Izqda. El Bibio durante la Guerra Civil. Dcha. Estampa exterior de plaza en 1894.

Cuando Ojete Calor salió al escenario, el monstruo todavía estaba ahí. Era una noche de “humor, ritmo y fiesta”, aderezada por los indiscutibles éxitos Mocatriz y Agapimú. La plaza de toros de El Bibio había renacido 84 años antes, el 15 de agosto de 1941. Ese día se reinauguró con una corrida que tuvo que suspenderse por la lluvia. Lo más importante es que su rehabilitación había servido para borrar, en el edificio y en la ciudadanía, el rastro de los hechos más recientes y crueles que tuvieron lugar en el coso, entre el 21 de octubre de 1937 y algún momento de 1939. El mismo día en el que las fuerzas sublevadas invadieron Gijón, sin resistencia, convirtieron las ruinas de la plaza de toros, bombardeada por el crucero de guerra Almirante Cervera y por el cuartel del Simancas, en campo de concentración. Por allí pasaron alrededor de quince mil personas, de las que no hay recuerdo en este lugar. Han pasado 88 años y el monstruo de la represión sigue presente, aunque se mantenga ocultado. 

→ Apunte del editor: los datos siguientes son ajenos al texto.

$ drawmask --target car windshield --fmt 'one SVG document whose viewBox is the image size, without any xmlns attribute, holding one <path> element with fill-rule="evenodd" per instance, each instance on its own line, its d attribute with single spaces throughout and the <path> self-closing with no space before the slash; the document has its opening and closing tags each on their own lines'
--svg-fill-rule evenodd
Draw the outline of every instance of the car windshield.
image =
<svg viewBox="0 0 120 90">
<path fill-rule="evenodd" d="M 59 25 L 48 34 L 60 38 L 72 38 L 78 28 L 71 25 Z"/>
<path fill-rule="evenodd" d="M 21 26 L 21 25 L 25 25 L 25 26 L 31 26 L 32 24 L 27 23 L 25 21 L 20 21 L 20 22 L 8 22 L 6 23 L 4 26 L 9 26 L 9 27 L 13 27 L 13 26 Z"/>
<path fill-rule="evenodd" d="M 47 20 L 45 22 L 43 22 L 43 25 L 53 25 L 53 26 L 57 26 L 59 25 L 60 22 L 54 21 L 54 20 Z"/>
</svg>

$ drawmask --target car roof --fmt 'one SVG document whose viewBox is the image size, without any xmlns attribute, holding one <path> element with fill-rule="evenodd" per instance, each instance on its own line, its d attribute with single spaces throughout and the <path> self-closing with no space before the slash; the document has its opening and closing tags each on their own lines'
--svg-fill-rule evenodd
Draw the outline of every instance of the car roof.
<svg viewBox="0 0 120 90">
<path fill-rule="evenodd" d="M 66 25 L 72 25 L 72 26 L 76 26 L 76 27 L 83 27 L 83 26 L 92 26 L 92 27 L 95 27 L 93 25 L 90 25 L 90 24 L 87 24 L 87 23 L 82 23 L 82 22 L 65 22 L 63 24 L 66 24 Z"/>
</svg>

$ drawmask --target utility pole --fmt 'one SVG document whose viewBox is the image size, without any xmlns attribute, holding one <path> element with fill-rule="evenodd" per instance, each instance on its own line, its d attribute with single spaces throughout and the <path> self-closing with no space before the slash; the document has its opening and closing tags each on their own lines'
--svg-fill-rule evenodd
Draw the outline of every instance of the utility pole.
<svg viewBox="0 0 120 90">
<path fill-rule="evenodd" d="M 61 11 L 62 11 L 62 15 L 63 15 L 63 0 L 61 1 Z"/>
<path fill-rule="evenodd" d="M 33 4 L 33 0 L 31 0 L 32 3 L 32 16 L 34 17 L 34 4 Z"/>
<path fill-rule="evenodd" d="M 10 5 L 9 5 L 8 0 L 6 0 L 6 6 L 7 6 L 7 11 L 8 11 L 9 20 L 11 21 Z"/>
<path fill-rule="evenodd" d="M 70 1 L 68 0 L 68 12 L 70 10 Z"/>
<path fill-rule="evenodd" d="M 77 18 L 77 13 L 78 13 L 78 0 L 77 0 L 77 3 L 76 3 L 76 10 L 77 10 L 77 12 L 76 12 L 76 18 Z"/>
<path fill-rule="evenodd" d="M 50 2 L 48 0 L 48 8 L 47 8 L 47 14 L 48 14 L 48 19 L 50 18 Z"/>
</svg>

Para romper con este silencio, el concejal en el Ayuntamiento de Gijón Alejandro Farpón (Izquierda Unida) presentó un ruego al Gobierno del consistorio, que fue aceptado por la concejala de Cultura, Museos e Industrias Creativas, Montserrat López. El concejal rogó que se elaborase un inventario de los espacios de la ciudad que fueron utilizados como centros de represión, campos de concentración, lugares de detención, desde el 21 de octubre de 1937 y durante los primeros años de la posguerra, y se instalen en ellos medios de difusión e interpretación de lo ocurrido en ellos. Ahora solo cabe esperar la ejecución de la propuesta, de la que tampoco se conoce cómo se resolverá (placa, cartel o QR).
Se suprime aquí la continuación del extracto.